The final course grade will be based on the total number of points earned by a student on the homework assignments (max 300) and the project (max 100), for a total of 400 possible points.

Homework Assignments - 300 pts
Final Project - 100 pts total

Course points will be translated into a course grade at the end of the semester. The grade thresholds will be based on your percentage score out of 400:

Grade	Min Pct	Grade	Min Pct	Grade	Min Pct
A+	97	A	93	A-	90
B+	87	B	83	B-	80
C+	77	C	73	C-	70
D+	67	D	63	D-	60

Participation

If you are able to, we encourage you to attend class. Being present will help you keep up with what is going on, gain hands on experience in learning activities, and benefit from interacting with other students and instructional staff.
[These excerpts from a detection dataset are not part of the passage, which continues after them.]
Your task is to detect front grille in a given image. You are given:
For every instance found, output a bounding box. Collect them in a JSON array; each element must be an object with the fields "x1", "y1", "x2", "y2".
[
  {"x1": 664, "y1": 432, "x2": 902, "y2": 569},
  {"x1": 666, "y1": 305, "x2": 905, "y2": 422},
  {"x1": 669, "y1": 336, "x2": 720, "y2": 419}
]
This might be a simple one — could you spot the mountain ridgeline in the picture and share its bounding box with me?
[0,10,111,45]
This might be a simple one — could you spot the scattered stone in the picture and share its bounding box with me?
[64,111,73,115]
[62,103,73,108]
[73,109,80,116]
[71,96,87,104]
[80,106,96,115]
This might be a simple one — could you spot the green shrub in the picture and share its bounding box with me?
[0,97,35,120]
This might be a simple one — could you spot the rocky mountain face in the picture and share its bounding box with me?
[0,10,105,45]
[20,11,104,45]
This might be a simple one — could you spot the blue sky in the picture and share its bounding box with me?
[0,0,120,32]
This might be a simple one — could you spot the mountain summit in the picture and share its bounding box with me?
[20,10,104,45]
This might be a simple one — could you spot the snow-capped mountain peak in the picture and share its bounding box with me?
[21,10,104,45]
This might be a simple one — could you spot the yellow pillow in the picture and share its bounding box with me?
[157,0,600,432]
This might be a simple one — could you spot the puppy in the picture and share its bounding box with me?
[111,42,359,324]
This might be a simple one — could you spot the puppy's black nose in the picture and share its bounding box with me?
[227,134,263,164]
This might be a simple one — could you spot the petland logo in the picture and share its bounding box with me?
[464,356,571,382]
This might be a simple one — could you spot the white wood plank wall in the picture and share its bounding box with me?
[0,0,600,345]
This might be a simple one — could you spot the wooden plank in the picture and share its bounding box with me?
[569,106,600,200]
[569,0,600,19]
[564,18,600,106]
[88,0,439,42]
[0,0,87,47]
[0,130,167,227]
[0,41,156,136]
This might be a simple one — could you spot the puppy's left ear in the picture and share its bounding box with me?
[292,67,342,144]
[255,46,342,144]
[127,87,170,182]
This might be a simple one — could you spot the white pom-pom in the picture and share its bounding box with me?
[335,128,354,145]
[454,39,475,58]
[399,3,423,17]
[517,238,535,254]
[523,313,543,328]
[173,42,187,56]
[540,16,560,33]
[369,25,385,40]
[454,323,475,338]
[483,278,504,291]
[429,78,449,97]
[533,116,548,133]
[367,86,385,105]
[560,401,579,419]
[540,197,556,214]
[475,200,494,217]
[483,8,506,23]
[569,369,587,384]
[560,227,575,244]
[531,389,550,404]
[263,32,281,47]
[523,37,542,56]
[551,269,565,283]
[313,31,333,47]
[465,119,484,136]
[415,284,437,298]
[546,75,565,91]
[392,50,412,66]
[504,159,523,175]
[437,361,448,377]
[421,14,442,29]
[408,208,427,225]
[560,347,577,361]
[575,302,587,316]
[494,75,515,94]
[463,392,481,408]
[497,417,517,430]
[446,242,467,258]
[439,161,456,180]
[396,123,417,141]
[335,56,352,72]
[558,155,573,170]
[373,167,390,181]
Please ask questions whenever anything is confusing. If you find errors in the notes, please report them to the instructor. The instructor will be very happy that you detected them so they can be corrected!

Learning Collaboratively

Working Together

We encourage you to discuss all of your course activities (with the exception of exams) with your friends and classmates! You will learn more though talking through the problems, teaching others, and sharing ideas.

Continue to read on “Academic Integrity” to understand the difference between collaboration and giving an answer away.

Academic Integrity

Collaboration is about working together. Collaboration is not giving the direct answer to a friend or sharing the source code to an assignment. Collaboration requires you to make a serious attempt at every assignment and discuss your ideas and doubts with others so everyone gets more out of the discussion Your answers must be your own words and your code must be typed (not copied/pasted) by you.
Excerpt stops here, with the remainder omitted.